Ok guys I'm having a really simple problem, its part of a school project.

I have a piece of string, on one end is a 50gram weight, the other is a toy car.

The toy car is going to be on the table, and the weight is going to be held by me until I decide to let go. I know dropping the weight will make the car move.

I know the velocity of the car is the same as the velocity of the weight (the string is going to be fully strechted the whole time).

What I want to do is to multiply the velocity of the car and therefore the weight by 2. How would I go about doing this? Do I need to include other factors like height of table or should I change the weight to double the speed?

I think E_g =mgh, v^2=2as(u=0), or something else may come useful here but I can't do it.

NOTE: Ignore friction.

Thanks guys

 

[Doc Al]

What I want to do is to multiply the velocity of the car and therefore the weight by 2.

Does the car have some initial speed? Or does it start from rest? (I'm not clear on what you want to do.)

In any case, you need to consider conservation of energy. The system (car & mass) has some initial energy (PE + KE) before you release the mass. Ignoring dissipative forces, it will have the same total energy as the mass falls (until it hits the floor). The decrease in the PE of the falling mass will equal the increase in KE of the system.

 

[Gib Z]

The car is at rest at the start, and so it the weight. When I drop the weight, the car will move. I wanted to know what to do to the weight to make the velocity of the car two times as much.

This is a question I am asking for a friend but I couldn't do it either.
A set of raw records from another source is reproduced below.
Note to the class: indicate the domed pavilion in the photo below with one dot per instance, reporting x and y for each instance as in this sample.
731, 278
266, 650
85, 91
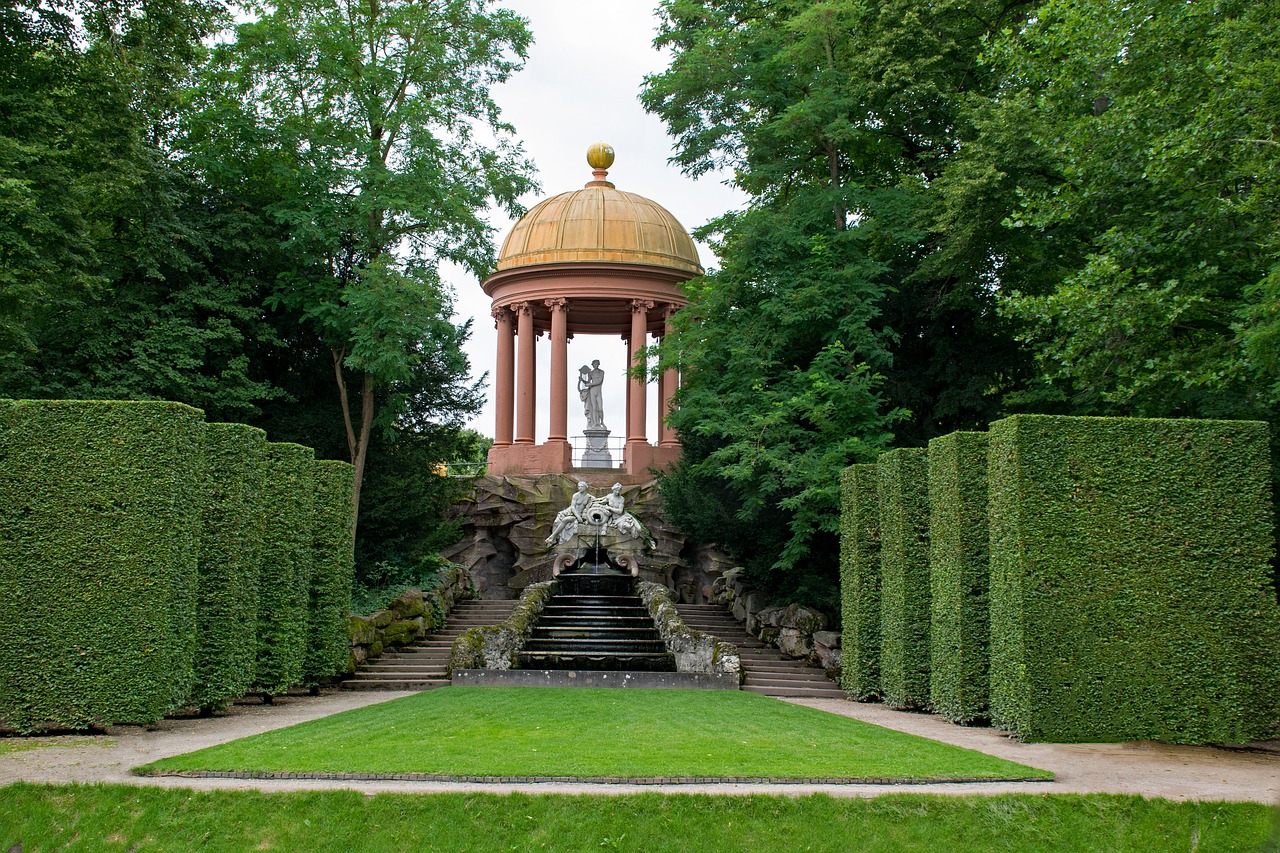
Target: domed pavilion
595, 260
I just realized the question isn't great because the velocity isn't constant, its accelerating with gravity. But if anyone has any thing that sort of works please tell.Doc Al- So should i equate mg(h_0-h)=\frac{1}{2}mv^2?

 

[Doc Al]

The car is at rest at the start, and so it the weight. When I drop the weight, the car will move. I wanted to know what to do to the weight to make the velocity of the car two times as much.

Twice zero is still zero! Better rethink what you want.

Doc Al- So should i equate mg(h_0-h)=\frac{1}{2}mv^2?

Not exactly. Call the falling mass m1 and the car m2. So:
m_1g \Delta h = \frac{1}{2}(m_1 + m_2)v^2

The KE of both masses increases.

 

[Gib Z]

Sorry I realized 2*0 =0, which is why i said the question is bad as its accelerating rather than constant acceleration..sorry for wasting your time Ill tell him tomorrow the question was flawed. Thanks!